Given the large degree of variability in the gut microbiome, investigators need to be aware of limitations when planning, designing, and carrying out nutritional science research in humans and animal models. Specific to experimental animals, it is known that the sources of commercially available research animals contain disparate microbiome compositions that can alter the physiological outcomes of research studies.^68,69  For example, a classical example was that mice from Taconic Farms contain segmented filamentous bacteria (SFB), while mice from the Jackson (JAX) laboratory do not. Comparison of mice between these vendors demonstrated that SFB were strong drivers of T helper (Th) 17 cluster of differentiation 4 positive (CD4+) T cells⁷⁰  and disease progression was initiated by the presence of these bacteria. In addition, each individual animal facility, different rooms within the same facilities, and even individual cages within a given room can contain variable microbiomes.^71,72  Subtle differences in the gut microbiota of research animals can alter the immunological and metabolic outcomes of animals, or lead to different microbiome communities and functions on different diets. One approach to these challenges has been to routinely mix cage bedding during experiments to normalize a core microbiome, and bank that bedding for future experimental replicates.⁷³  Furthermore, the source of diets, ventilation systems, and even the investigators handling the animals can have environmental effects on gut microbiomes. These limitations can be overcome through thoughtful experimental design, frequent sterilization of surfaces and gloves used to handle animals, and the use of biological safety cabinets to prevent novel microbial introduction. Finally, appropriately powered and careful data analysis can be employed to successfully carry out studies of host–microbial interactions in nutritional science research.
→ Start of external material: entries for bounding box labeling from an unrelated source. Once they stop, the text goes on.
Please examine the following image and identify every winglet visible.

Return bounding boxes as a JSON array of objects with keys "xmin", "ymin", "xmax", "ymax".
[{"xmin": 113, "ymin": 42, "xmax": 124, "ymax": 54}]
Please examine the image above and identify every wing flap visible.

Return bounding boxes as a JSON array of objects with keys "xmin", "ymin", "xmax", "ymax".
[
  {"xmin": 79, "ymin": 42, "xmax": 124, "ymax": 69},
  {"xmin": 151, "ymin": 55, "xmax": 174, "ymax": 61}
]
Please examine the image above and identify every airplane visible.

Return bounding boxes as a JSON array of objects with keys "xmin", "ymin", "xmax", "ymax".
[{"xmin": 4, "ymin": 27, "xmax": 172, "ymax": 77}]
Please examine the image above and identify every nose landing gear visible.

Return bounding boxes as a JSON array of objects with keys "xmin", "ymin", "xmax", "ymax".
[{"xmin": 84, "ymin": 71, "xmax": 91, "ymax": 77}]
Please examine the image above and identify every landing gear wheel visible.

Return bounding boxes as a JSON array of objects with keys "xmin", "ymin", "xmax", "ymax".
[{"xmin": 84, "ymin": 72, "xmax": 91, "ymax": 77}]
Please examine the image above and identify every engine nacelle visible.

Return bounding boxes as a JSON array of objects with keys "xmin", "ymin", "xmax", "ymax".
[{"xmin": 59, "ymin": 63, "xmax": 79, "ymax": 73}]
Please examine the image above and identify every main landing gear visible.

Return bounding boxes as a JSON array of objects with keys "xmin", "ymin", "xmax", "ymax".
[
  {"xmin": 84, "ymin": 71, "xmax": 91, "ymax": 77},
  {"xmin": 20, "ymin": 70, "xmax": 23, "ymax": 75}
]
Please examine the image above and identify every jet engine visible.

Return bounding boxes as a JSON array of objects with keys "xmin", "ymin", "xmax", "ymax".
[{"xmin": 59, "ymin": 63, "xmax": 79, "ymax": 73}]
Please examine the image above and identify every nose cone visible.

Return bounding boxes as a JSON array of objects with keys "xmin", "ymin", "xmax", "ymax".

The microbiome is now appreciated to influence host homeostasis and metabolism. While many techniques, approaches, and experimental models are available to examine microbial interactions in the setting of nutritional science, tools and methodologies used to explore microbial functional effects on the host continue to evolve. In the setting of nutrition, the timing and composition of diet is one of the most profound influencers of microbial community structure and function.⁷⁴  Ingested nutrients form the energetic substrates that are utilized by the host and microbes alike, directly or indirectly. In addition, microbes ferment substrates and generate de novo nutrients otherwise unavailable to the host. In return, the host generates secreted metabolites that help stabilize the microbial population within the gut. The role of dietary composition therefore fundamentally orchestrates the host–microbial ecology in meaningful ways. The chapters that follow here will focus on the role of major dietary macronutrient intake, interactions between microbes and drug metabolism, the state of prebiotics, probiotics, and synbiotics, the role of microbes in bariatric surgically induced weight loss, and how initial microbial colonizers following birth shape lifelong chronic disease risk and metabolism.